Flutterby™! : Data quality issues

Next unread comment / Catchup all unread comments User Account Info | Logout | XML/Pilot/etc versions | Long version (with comments) | Weblog archives | Site Map | | Browse Topics

Data quality issues

2009-03-18 13:28:08.025905+00 by Dan Lyke 3 comments

I just discovered how fast my new Windows machine rips CDs, so I'm feeding it discs occasionally. I wish that the Windows Media Player MP3 compressor was better than it is, but at 384k/sec it sounds okay on the hardware I've got (at the defaults it was atrocious, even on the little 4" high speakers I've got).

What I'm totally amazed at is the lack of data quality on the CD recognition. I mean, it's one thing to miss Kitten on the Keys - Kitty Muffins or The Incredibles wrap party soundtrack CD, but it's quite another to be missing disc one of Woodstock Two altogether, or the track names on the Slatkin / St. Louis Symphony recording of La Mer.

I'm not sure I've got any particular thesis here, it's just weird to find both holes in public data, and places where my tastes are so niche that I'm the first person to go there.

[ related topics: Music Microsoft Invention and Design Journalism and Media Burlesque ]

comments in ascending chronological order (reverse):

#Comment Re: made: 2009-03-18 15:16:25.006846+00 by: markd

I got the wife an ipod for her birthday many years ago, and decided to fill it up first with her music collection.

Then I discovered just how many obscure oboe CDs she had. uhnnnngg.

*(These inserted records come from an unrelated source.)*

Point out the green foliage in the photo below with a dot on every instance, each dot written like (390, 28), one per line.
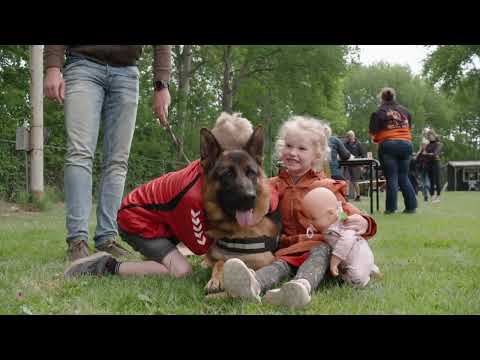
(268, 83)
(428, 106)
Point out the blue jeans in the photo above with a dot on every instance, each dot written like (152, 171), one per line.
(395, 156)
(424, 183)
(96, 94)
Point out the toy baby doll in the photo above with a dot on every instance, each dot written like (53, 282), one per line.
(351, 255)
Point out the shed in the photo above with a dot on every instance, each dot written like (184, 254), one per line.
(463, 175)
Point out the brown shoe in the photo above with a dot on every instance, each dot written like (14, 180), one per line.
(112, 247)
(77, 249)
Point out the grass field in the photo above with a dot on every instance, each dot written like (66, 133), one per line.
(430, 262)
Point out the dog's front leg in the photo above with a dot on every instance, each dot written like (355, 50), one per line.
(215, 284)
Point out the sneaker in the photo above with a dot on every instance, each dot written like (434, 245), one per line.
(435, 199)
(91, 265)
(240, 281)
(112, 247)
(77, 249)
(294, 294)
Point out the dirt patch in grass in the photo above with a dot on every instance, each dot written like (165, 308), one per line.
(8, 209)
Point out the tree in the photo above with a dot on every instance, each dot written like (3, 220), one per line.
(455, 69)
(429, 107)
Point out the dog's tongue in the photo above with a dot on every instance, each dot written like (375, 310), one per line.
(244, 218)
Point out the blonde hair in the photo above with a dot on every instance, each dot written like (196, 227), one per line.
(387, 94)
(317, 131)
(232, 131)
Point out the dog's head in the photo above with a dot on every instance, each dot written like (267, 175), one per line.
(234, 175)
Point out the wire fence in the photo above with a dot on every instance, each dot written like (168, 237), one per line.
(15, 169)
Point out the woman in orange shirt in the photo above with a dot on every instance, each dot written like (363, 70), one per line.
(390, 127)
(302, 146)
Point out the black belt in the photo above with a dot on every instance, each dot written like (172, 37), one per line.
(249, 245)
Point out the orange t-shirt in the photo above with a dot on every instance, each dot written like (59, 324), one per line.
(395, 123)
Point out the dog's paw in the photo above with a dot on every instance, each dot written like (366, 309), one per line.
(213, 286)
(215, 296)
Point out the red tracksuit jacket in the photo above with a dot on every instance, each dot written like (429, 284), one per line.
(169, 206)
(172, 206)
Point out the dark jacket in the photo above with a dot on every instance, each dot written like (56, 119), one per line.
(337, 148)
(114, 55)
(434, 147)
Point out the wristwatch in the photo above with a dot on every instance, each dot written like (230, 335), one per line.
(160, 84)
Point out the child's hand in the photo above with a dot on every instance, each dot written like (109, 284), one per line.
(334, 262)
(356, 223)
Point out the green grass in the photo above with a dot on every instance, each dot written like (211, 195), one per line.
(430, 262)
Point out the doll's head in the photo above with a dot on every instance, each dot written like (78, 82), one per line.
(321, 207)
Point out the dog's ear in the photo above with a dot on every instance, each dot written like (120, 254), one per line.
(254, 145)
(210, 149)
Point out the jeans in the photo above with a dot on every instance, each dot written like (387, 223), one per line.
(97, 94)
(395, 157)
(425, 183)
(434, 176)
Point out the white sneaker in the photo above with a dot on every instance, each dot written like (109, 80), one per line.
(435, 199)
(239, 280)
(294, 294)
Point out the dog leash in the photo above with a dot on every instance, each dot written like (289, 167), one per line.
(177, 143)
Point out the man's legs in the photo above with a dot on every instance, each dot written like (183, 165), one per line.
(119, 114)
(84, 96)
(425, 183)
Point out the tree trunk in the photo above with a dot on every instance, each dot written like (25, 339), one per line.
(227, 98)
(184, 66)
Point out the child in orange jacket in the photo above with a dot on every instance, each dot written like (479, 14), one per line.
(302, 147)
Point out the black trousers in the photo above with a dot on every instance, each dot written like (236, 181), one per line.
(434, 176)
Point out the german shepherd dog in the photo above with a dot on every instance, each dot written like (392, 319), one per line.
(236, 201)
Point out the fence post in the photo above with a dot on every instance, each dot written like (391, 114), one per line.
(36, 133)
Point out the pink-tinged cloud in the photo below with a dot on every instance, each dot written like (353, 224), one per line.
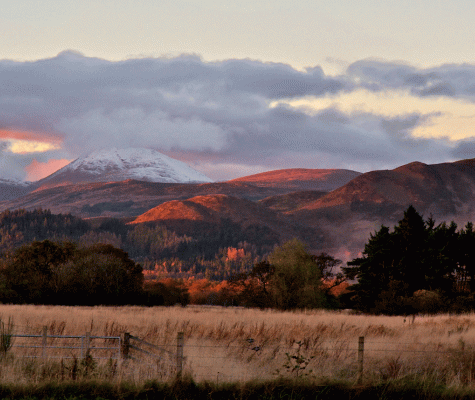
(38, 170)
(30, 136)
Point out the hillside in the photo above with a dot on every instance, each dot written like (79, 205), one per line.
(298, 179)
(350, 213)
(221, 210)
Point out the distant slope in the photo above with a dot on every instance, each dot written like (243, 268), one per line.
(121, 164)
(128, 198)
(216, 210)
(440, 189)
(291, 201)
(10, 189)
(302, 179)
(350, 213)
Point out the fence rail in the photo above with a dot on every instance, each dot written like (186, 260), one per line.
(205, 360)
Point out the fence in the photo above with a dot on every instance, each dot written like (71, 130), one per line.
(352, 359)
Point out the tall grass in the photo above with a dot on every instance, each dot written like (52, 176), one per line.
(235, 344)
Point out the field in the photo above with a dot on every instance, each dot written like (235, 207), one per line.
(236, 345)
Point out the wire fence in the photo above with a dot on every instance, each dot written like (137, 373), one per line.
(353, 358)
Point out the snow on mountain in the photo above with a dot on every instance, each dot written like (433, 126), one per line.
(121, 164)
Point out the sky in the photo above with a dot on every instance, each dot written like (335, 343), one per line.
(237, 88)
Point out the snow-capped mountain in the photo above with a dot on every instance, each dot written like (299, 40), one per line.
(121, 164)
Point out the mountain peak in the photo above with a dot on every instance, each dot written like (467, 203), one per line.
(122, 164)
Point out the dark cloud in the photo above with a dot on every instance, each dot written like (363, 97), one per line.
(464, 149)
(213, 113)
(452, 80)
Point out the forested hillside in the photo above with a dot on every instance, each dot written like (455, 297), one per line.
(214, 251)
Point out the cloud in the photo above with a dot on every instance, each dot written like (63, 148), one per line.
(230, 114)
(450, 80)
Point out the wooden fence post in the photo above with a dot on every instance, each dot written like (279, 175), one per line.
(44, 341)
(180, 342)
(125, 345)
(87, 340)
(360, 358)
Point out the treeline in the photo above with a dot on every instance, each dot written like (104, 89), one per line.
(418, 267)
(62, 273)
(200, 252)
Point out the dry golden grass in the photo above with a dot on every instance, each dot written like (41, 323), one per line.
(241, 344)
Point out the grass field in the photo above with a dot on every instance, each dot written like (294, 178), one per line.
(235, 344)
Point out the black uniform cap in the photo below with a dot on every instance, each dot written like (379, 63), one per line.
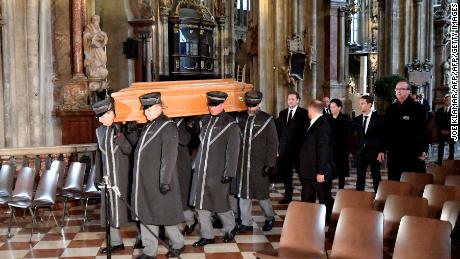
(147, 100)
(216, 97)
(253, 98)
(101, 107)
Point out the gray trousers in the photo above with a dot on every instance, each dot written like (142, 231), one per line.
(204, 216)
(189, 217)
(246, 210)
(151, 243)
(115, 237)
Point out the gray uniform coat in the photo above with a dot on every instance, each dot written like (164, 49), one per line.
(259, 145)
(217, 157)
(184, 160)
(112, 159)
(155, 164)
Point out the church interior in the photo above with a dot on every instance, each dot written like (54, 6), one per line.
(58, 58)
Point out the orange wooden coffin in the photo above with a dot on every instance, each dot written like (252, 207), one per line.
(180, 98)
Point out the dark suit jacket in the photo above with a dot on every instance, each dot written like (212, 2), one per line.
(316, 152)
(442, 119)
(373, 138)
(291, 135)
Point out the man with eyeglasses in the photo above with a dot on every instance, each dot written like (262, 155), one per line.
(405, 138)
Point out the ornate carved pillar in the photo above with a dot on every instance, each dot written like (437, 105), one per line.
(163, 40)
(333, 87)
(77, 39)
(381, 39)
(221, 46)
(418, 30)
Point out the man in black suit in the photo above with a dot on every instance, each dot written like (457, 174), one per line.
(443, 125)
(291, 126)
(369, 132)
(326, 103)
(316, 162)
(405, 134)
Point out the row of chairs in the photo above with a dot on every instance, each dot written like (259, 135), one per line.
(50, 185)
(359, 234)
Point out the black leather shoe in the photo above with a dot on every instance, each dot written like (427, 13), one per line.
(285, 201)
(243, 228)
(143, 256)
(203, 242)
(229, 236)
(189, 229)
(113, 249)
(138, 244)
(175, 252)
(268, 225)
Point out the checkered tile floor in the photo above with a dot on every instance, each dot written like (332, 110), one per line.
(79, 243)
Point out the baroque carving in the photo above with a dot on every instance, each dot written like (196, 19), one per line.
(94, 42)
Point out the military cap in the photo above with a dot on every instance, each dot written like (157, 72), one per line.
(101, 107)
(216, 97)
(253, 98)
(150, 99)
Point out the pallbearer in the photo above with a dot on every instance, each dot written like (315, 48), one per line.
(256, 161)
(215, 166)
(112, 160)
(156, 194)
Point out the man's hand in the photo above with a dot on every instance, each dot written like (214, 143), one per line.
(422, 157)
(381, 157)
(320, 178)
(267, 170)
(164, 188)
(226, 179)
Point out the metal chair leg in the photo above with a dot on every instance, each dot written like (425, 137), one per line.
(33, 212)
(63, 214)
(9, 221)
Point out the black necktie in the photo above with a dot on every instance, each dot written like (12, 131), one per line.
(364, 123)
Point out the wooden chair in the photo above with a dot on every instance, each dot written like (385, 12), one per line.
(397, 207)
(303, 232)
(450, 211)
(387, 187)
(439, 173)
(452, 180)
(359, 234)
(351, 199)
(422, 238)
(436, 196)
(418, 181)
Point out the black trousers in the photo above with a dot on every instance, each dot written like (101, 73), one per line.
(366, 159)
(399, 162)
(441, 143)
(288, 162)
(312, 189)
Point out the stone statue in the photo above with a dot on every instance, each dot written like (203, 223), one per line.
(94, 42)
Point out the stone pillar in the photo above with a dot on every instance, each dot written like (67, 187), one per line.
(381, 71)
(221, 43)
(418, 31)
(163, 41)
(333, 87)
(266, 50)
(33, 97)
(77, 39)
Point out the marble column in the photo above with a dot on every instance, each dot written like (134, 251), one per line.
(266, 49)
(333, 87)
(33, 97)
(417, 42)
(77, 39)
(163, 42)
(381, 39)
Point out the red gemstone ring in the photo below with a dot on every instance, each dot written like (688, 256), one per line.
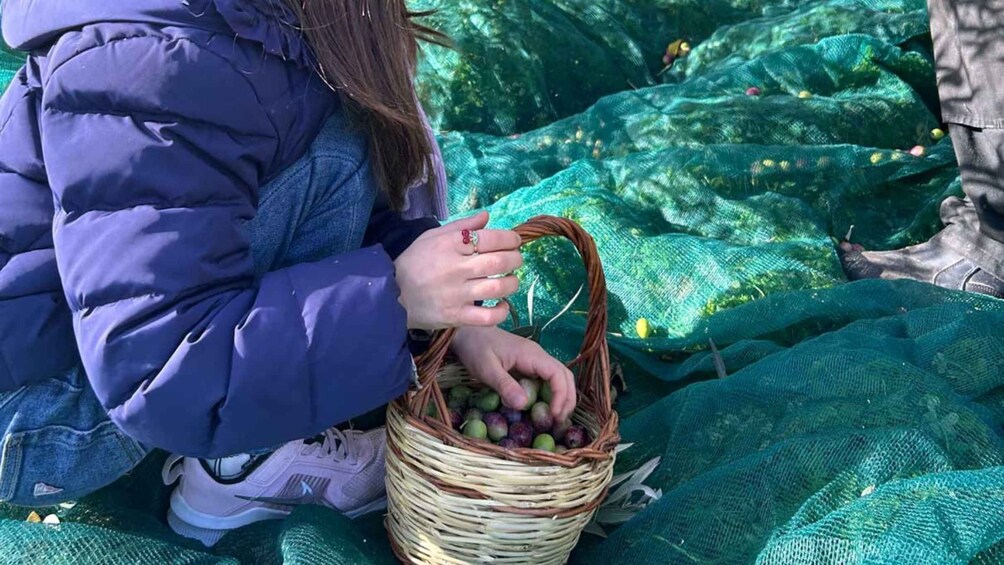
(470, 238)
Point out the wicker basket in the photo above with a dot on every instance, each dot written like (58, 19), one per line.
(457, 500)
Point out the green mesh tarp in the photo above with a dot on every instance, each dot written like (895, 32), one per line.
(9, 63)
(855, 424)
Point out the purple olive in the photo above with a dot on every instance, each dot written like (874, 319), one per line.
(575, 438)
(487, 400)
(512, 415)
(531, 386)
(540, 415)
(460, 393)
(559, 430)
(497, 425)
(522, 434)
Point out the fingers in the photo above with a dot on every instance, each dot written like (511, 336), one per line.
(476, 222)
(491, 289)
(481, 316)
(502, 382)
(492, 264)
(562, 381)
(488, 241)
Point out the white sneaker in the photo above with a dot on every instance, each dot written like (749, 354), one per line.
(339, 470)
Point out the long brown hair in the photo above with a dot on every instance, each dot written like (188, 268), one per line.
(366, 50)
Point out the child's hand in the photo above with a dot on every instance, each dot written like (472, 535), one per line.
(441, 278)
(490, 353)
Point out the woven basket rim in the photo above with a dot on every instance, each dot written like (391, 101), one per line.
(593, 365)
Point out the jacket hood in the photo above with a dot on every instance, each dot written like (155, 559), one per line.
(30, 24)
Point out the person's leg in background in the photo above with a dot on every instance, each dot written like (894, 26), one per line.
(969, 253)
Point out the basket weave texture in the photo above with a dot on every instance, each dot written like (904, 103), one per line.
(453, 499)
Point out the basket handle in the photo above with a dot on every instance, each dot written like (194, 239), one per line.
(593, 358)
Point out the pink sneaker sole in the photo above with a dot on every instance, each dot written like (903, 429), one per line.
(209, 529)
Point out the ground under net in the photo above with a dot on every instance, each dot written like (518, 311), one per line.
(855, 422)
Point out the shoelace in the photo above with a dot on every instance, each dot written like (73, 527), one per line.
(336, 445)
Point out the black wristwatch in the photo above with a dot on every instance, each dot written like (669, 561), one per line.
(419, 340)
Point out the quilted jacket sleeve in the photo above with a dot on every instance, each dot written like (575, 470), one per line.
(36, 333)
(155, 179)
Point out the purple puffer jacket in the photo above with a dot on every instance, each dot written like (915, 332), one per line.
(132, 150)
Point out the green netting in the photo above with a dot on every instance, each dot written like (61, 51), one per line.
(9, 63)
(857, 422)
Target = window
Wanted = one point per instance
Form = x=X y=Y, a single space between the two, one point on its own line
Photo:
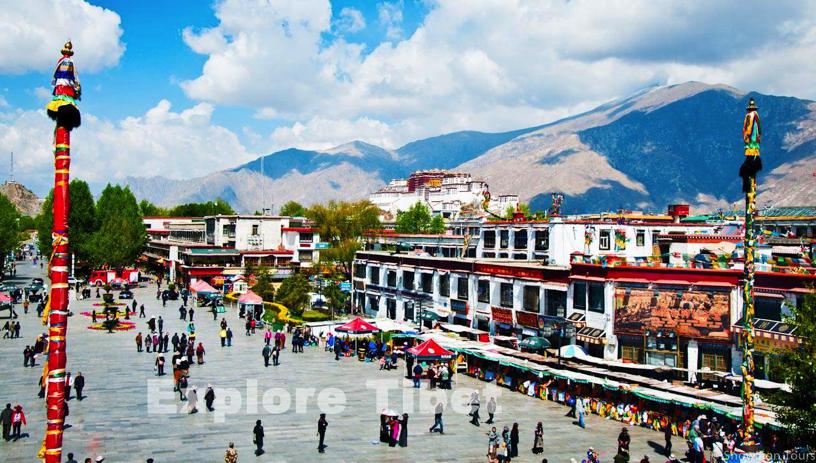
x=504 y=239
x=542 y=240
x=462 y=288
x=520 y=239
x=596 y=302
x=408 y=280
x=579 y=295
x=489 y=238
x=630 y=354
x=603 y=241
x=360 y=270
x=444 y=284
x=426 y=282
x=506 y=293
x=556 y=303
x=483 y=291
x=531 y=298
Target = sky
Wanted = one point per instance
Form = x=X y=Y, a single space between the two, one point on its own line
x=184 y=88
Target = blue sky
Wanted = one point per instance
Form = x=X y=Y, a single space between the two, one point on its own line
x=184 y=88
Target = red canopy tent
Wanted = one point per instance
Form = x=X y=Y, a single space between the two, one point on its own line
x=430 y=350
x=357 y=326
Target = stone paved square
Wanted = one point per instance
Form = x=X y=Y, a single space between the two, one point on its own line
x=114 y=421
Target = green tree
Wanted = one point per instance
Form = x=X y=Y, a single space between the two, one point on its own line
x=294 y=293
x=342 y=224
x=796 y=409
x=293 y=209
x=9 y=231
x=82 y=223
x=121 y=234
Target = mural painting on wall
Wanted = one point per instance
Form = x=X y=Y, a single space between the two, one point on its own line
x=691 y=314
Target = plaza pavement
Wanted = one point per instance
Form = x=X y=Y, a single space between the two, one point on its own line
x=114 y=421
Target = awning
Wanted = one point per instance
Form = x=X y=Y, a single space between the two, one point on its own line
x=591 y=335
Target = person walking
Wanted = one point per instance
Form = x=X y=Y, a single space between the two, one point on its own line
x=266 y=352
x=257 y=433
x=417 y=375
x=17 y=421
x=5 y=420
x=200 y=353
x=160 y=364
x=512 y=449
x=209 y=398
x=231 y=455
x=192 y=400
x=538 y=439
x=438 y=425
x=474 y=408
x=491 y=410
x=322 y=424
x=79 y=385
x=403 y=436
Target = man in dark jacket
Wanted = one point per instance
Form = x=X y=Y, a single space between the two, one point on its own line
x=258 y=432
x=79 y=384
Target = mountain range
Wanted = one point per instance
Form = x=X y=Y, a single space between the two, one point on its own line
x=662 y=145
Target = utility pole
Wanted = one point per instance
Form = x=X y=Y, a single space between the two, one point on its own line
x=751 y=134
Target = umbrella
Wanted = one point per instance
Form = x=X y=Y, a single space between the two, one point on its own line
x=535 y=343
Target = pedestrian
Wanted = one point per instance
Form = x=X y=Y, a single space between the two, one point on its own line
x=438 y=425
x=417 y=375
x=17 y=421
x=79 y=385
x=474 y=408
x=200 y=353
x=538 y=439
x=403 y=439
x=257 y=432
x=322 y=424
x=580 y=409
x=491 y=410
x=183 y=387
x=623 y=441
x=209 y=398
x=512 y=449
x=5 y=420
x=192 y=400
x=266 y=352
x=231 y=455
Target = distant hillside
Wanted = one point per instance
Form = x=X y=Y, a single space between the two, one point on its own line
x=662 y=145
x=24 y=199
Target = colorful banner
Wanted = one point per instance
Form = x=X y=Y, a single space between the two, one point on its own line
x=691 y=314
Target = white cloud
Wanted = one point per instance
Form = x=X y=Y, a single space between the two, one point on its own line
x=182 y=144
x=351 y=20
x=32 y=33
x=489 y=65
x=390 y=16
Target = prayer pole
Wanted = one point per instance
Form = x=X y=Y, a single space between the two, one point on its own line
x=63 y=110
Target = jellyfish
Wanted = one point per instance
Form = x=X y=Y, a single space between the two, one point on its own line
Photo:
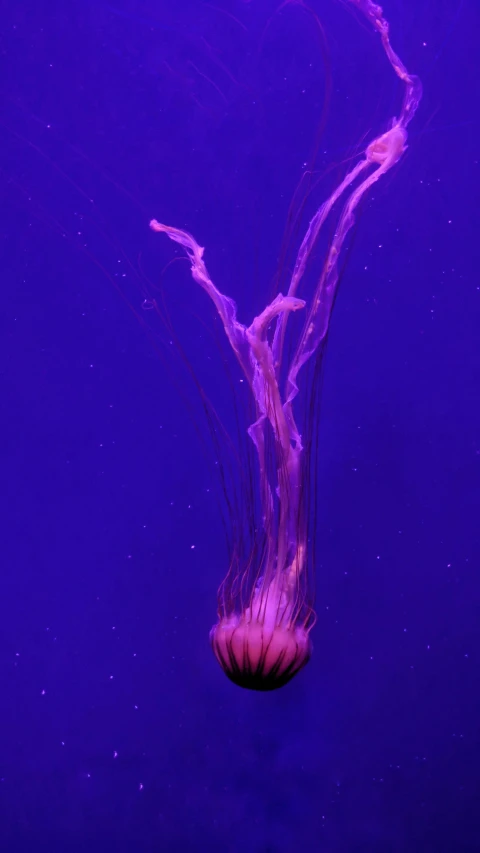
x=265 y=608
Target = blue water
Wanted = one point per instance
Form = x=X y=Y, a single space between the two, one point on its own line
x=118 y=730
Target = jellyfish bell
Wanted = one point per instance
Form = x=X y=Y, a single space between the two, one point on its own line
x=266 y=645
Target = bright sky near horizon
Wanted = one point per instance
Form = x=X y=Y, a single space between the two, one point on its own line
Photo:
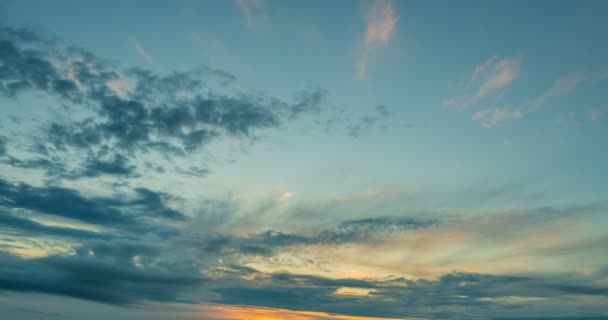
x=259 y=159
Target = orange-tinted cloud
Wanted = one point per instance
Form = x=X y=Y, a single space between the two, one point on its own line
x=226 y=312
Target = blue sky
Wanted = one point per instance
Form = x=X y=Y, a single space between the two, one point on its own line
x=259 y=159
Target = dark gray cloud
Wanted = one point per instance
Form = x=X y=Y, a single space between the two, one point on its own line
x=92 y=276
x=11 y=223
x=132 y=111
x=451 y=296
x=120 y=211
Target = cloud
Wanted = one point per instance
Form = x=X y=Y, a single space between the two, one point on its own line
x=488 y=79
x=449 y=296
x=250 y=8
x=120 y=211
x=141 y=51
x=381 y=21
x=125 y=113
x=492 y=117
x=94 y=277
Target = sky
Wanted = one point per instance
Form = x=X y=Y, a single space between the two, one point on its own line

#Comment Re: made: 2009-03-19 12:57:35.190293+00 by: other_todd

CD recognition, I learned years ago, is best crowdsourced. The ripper I use, Audiograbber, a program so good that it's no longer made or maintained by its creator [insert stock rant about how crap inevitably drives out good stuff here], uses FreeDB to look up CDs. I think it is safe to say I have some real obscura among my disks, a lot of small- and private-label stuff, yet I have managed to stump FreeDB exactly once. You do get a certain amount of nerd-boy oneupmanship (sometimes you'll get back three or four versions of the disc info because someone felt that someone else was DOING IT WRONG and had to put in their competing version instead of making a correction), but on the whole it works like a charm.

Media Player's CD lookup is known to be fail, and I would not describe what it uses as "public data."

#Comment Re: made: 2009-03-19 13:50:29.651633+00 by: Dan Lyke

Yeah, my experience last time I did ripping was that FreeDB was quite a bit better at the obscure and older stuff than CDDB, CDDB won on the new releases of popular things (of which I've very few to none). And that was either while I was working with or shortly after my stint at Gracenote.